I finally had my first lesson in learning the Koto (Japanese Harp) yesterday with class 1A. I was little nervous as it was my first time learning an instrument in Japan, even more so as the music is in Japanese and in Japanese style. Thank goodness most of the strings are just numbered and don’t have a name. Therefore, it’s a little easier for mean the teacher made a key of all the names, just in case.
It is a very lovely instrument and I can’t wait to have another lesson. I would like to really learn it and then show off to people back home that I have a sixth instrument I can play. I was also asked if I wanted to learn another Japanese instrument and I wasn’t going to turn down such an offer. I might as well learn as much as I can while I am here.
However, today was another matter. It was both horrible and good.
I was unsure on how I would do with my last lesson with my 3K students. This class of boys were the first class I ever taught back in April and I didn’t know what to expect from them. This past year I have seen all my students open up and accept me as their teacher. Even more so to the third year classes. They were a really interesting group and it will be sad to see them leave. But they still haven’t technically finished school. But I wish I could be there for their graduation ceremony. I don’t think I am welcomed though. I know I should asked if I can play but I feel like that would be imposing on them.

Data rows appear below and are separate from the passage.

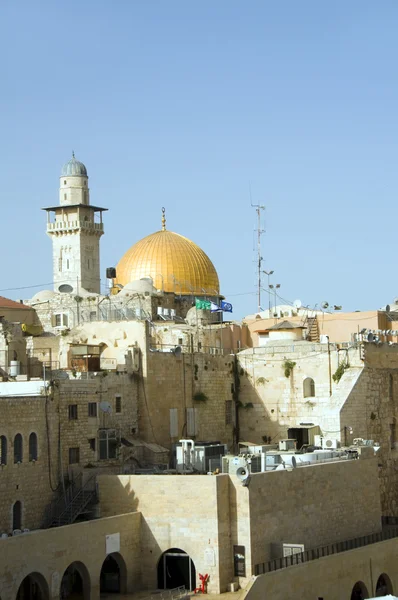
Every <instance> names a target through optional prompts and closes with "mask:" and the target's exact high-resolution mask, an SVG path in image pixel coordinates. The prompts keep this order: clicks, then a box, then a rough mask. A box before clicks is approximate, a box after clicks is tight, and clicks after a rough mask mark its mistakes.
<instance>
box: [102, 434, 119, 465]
mask: <svg viewBox="0 0 398 600" xmlns="http://www.w3.org/2000/svg"><path fill="white" fill-rule="evenodd" d="M98 437H99V458H100V460H110V459H112V458H117V447H118V438H117V433H116V429H100V430H99V436H98Z"/></svg>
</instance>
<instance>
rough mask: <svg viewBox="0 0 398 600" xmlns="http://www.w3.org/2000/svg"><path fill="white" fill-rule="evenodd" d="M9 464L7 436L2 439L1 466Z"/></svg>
mask: <svg viewBox="0 0 398 600" xmlns="http://www.w3.org/2000/svg"><path fill="white" fill-rule="evenodd" d="M6 464H7V438H6V436H5V435H2V436H1V437H0V465H6Z"/></svg>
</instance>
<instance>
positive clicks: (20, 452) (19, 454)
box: [14, 433, 23, 464]
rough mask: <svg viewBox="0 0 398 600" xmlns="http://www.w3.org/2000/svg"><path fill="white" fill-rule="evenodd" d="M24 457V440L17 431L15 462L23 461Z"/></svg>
mask: <svg viewBox="0 0 398 600" xmlns="http://www.w3.org/2000/svg"><path fill="white" fill-rule="evenodd" d="M22 458H23V441H22V435H21V434H20V433H17V435H16V436H15V438H14V463H15V464H16V463H19V462H22Z"/></svg>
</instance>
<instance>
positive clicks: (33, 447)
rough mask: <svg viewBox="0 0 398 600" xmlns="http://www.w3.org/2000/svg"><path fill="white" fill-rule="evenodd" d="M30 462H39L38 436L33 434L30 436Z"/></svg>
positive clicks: (30, 435)
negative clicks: (37, 440) (33, 461)
mask: <svg viewBox="0 0 398 600" xmlns="http://www.w3.org/2000/svg"><path fill="white" fill-rule="evenodd" d="M29 460H30V462H32V460H37V435H36V434H35V433H31V434H30V436H29Z"/></svg>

Anyway, I was 15 minutes into teacher their lesson. Only to have my JTE, come to the class and ask me to go to 1B instead. This is when I go into panic mode, because I totally didn’t plan their lesson and no extra materials like it said in my SLP. Because I had a new schedule placed on my desk on Monday. And when I asked the JTE if I have 3K and not 1AB, he said yes. So I was really confused. I had planned a little speech at the end of 3K class as a thank you and good luck. But now I won’t ever get to say it to them (TT__TT)
Okay, so its update time!
Now I haven’t been talking much to the guy I like recently because it’s hard to start a conversation. However, he still does his cute, nervous and shy head nod while smiling. I think he only does it to me… I have not seen him do it to anyone else. So that’s something right?

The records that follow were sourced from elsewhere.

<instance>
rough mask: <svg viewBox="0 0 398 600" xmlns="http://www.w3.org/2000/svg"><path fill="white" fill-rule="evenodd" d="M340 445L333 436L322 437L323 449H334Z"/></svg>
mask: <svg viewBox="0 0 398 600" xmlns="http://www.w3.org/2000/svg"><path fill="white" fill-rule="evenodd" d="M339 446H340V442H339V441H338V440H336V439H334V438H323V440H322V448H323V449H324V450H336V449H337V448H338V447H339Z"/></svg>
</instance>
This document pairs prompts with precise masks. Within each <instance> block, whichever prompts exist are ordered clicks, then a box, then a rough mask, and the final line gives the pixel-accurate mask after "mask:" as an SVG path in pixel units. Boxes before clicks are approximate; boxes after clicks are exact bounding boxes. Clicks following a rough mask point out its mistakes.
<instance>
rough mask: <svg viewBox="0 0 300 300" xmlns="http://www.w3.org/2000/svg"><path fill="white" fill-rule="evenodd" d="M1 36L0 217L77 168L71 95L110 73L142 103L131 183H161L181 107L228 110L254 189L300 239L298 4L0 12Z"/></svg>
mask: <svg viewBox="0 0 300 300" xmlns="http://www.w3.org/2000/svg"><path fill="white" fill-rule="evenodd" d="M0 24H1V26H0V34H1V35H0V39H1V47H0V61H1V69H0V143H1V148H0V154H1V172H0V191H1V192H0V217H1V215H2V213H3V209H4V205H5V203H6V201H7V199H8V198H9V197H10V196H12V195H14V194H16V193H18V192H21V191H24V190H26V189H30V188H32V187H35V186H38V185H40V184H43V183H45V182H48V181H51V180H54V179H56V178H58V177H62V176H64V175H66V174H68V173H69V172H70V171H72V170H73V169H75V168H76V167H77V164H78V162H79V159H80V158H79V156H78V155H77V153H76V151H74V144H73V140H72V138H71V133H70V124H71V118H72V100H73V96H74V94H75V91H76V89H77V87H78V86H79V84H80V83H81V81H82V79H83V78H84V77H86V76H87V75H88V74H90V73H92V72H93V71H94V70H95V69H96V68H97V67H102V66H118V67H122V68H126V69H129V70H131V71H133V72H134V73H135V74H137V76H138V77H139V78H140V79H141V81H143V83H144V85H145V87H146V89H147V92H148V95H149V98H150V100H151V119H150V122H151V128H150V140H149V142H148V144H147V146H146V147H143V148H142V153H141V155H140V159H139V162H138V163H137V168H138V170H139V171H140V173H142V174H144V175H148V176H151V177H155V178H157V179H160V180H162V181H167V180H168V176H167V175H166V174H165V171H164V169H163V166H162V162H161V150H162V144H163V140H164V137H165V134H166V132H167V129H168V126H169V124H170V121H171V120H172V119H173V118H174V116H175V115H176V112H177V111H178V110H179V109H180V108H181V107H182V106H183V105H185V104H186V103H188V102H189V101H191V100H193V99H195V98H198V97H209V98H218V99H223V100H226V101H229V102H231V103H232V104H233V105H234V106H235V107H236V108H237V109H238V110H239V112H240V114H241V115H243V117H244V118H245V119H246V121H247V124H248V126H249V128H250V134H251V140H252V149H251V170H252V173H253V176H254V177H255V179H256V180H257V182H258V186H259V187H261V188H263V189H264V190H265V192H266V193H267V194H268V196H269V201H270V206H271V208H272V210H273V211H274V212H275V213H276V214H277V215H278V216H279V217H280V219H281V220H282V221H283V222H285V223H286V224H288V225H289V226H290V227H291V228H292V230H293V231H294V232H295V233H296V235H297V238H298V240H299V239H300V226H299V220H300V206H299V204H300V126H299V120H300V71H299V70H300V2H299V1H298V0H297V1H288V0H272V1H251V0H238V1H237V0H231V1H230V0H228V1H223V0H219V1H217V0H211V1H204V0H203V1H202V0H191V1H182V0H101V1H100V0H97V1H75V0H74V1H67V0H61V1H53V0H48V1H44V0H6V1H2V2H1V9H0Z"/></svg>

I am still unsure about it all really. It’s a little strange that he works at the same school I do, but that also makes me wonder if its worth pursuing such a thing. It definitely is a hard to stop going around in circles.
It doesn’t help that I haven’t heard anything from him yet. Maybe writing my email and number in pencil wasn’t a good idea.. or he never opened it because he doesn’t like me the way I think he does. Which is also possible.